The Three Musketeers — Los Altos Edition

Many of you will remember the story of the Three Musketeers, a novel by Alexandre Dumas. According to our friends at Wikipedia, The Three Musketeers is set in 17th century France and tells the story of heroic, chivalrous, inseparable swordmen who fight for justice. The musketeers were inseparable as they traveled the French countryside, arm in arm. They are joined by a young man named d’Artagnan and they become involved in affairs of state and at the French court, triumphing over the forces of evil. A noble undertaking to say the least. Dumas frequently portrays various injustices, abuses and political absurdities of the existing regime in France, giving the novel an additional political significance at the time of its publication in 1844. The relevance of The Three Musketeers to this article will have to wait a bit. So please be patient and read on.

On January 18th and 22nd, the City Council held its annual retreat. Prior council retreats have used this event to set goals and aspirational principles for the upcoming year. But unlike in other years, the focus of this two-day meeting was to understand the City’s financial situation, why the City continues to have deteriorating infrastructure, and to better understand the staffing issues facing the City that directly impact the ability of the City to operate. For some on Council, and for many members of the public, it was an eye opener, to say the least. For those of you who recall our recent article about Gabe Engeland, the new City Manager, we mentioned how he had discovered a number of skeletons in the closet. We predicted he might uncover more. Unfortunately, we were right – to date he appears to be a virtual ghost buster in the way he has uncovered skeletons. Engeland has ferreted out a rather astounding financial mess, deteriorating infrastructure and bad prior management that, combined, have led to a crippling staffing turnover and the inability to hire competent City staff.

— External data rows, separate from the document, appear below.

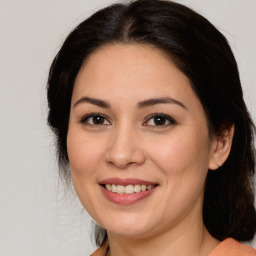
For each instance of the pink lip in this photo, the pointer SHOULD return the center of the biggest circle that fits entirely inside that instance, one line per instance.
(126, 199)
(125, 182)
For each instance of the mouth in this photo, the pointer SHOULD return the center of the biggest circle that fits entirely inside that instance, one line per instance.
(129, 189)
(126, 191)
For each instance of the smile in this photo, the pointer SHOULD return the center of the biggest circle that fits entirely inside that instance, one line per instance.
(129, 189)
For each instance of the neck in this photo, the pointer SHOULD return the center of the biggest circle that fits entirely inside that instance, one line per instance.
(180, 240)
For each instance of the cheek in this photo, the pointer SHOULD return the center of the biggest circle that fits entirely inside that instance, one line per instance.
(184, 152)
(83, 152)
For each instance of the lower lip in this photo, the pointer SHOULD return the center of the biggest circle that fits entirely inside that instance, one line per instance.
(126, 199)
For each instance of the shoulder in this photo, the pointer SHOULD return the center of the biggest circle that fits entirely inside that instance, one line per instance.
(231, 247)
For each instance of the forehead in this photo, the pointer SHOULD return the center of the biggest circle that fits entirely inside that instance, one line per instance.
(130, 68)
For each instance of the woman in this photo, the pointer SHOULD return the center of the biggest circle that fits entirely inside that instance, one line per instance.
(147, 107)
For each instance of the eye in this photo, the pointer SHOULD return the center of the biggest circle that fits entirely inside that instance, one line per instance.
(95, 119)
(159, 120)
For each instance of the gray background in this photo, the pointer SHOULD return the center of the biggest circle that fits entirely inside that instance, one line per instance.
(37, 216)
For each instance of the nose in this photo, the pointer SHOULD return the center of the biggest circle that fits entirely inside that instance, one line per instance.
(124, 149)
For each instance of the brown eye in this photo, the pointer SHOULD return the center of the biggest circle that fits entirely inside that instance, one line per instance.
(159, 120)
(95, 119)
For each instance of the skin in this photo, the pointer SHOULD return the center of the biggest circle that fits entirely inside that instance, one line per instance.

First the facts. there is no question that during the past year the City has taken a number of positive steps.:

  • Hired Gabe Engeland as the new City Manager
  • Hired John Furtado as the Finance Director
  • Extended the parklet program to help the downtown restaurants during the pandemic
  • Set a multi-year commitment to improve the City’s street repaving program as a prior Council had reduced the frequency of street repairs to save money so those funds could be used to help pay for the new Community Center

However, the City had a number of urgent issues, many of which only came to light as the new City Manager and Finance Director dug into City finances and operations:

  • The City had what can only politely be called a $4 million “oops”. First, City revenues were down largely due to Covid impacts (lower sales tax revenues, hotel occupancy taxes, and recreation fees than in the prior year) but several other factors, including failing to properly include some costs due to sloppy accounting, added to the problem
  • Second, an accounting error that recorded the purchase of 999 Fremont in the financials as an asset to be liquidated artificially inflated the City’s available reserves by just under $3 million. This was the largest part of the “oops”
  • Revenues from property and sales tax were better than the conservative estimate for 2020-21, while sales and hotel taxes remained below pre-Covid levels.
  • The City, like all other cities in the State, is at the mercy of Sacramento’s projections versus the actual real life investment results for City employee pensions. The actual pension liability went up by $3.2 million in FY 2020-21 and remained unpaid at the end of the fiscal year.
  • As a result of the above, the City significantly drew down funds for the CIP (capital improvement plan), employee benefits, and equipment purchases.
  • Fortunately, the federal CARES program largely compensated for the lower City revenues last fiscal year. This still left the City with several millions dollars less than in prior years to spend on capital improvements, meaning that the budget for capital improvements was short by $2 million and City reserves were under by approximately $600 thousand.
  • The spending of over $37 million for the new community center, $12M more than the Finance Commission had recommended, and taking on a $10 million loan (with a $600K per year repayment over 20 years) added to the financial strains on the City.
  • The City still needs more than $3 million to replace vehicles and equipment that are past their useful life with NO plan yet in place to do so. This unfunded list includes essential equipment to run the City including vehicles and emergency generators which are more than 20 years old.
  • The outlook for 2021-22 is somewhat better since the CARES program will again make up for some of the lost revenues. Larger than anticipated increases in property taxes bring in more revenues as well.
  • However, that budget does NOT include money essential for pension liabilities, replacement cost for vehicles and other equipment, nor for needed maintenance and upgrades to City-owned facilities in order to prevent further deterioration.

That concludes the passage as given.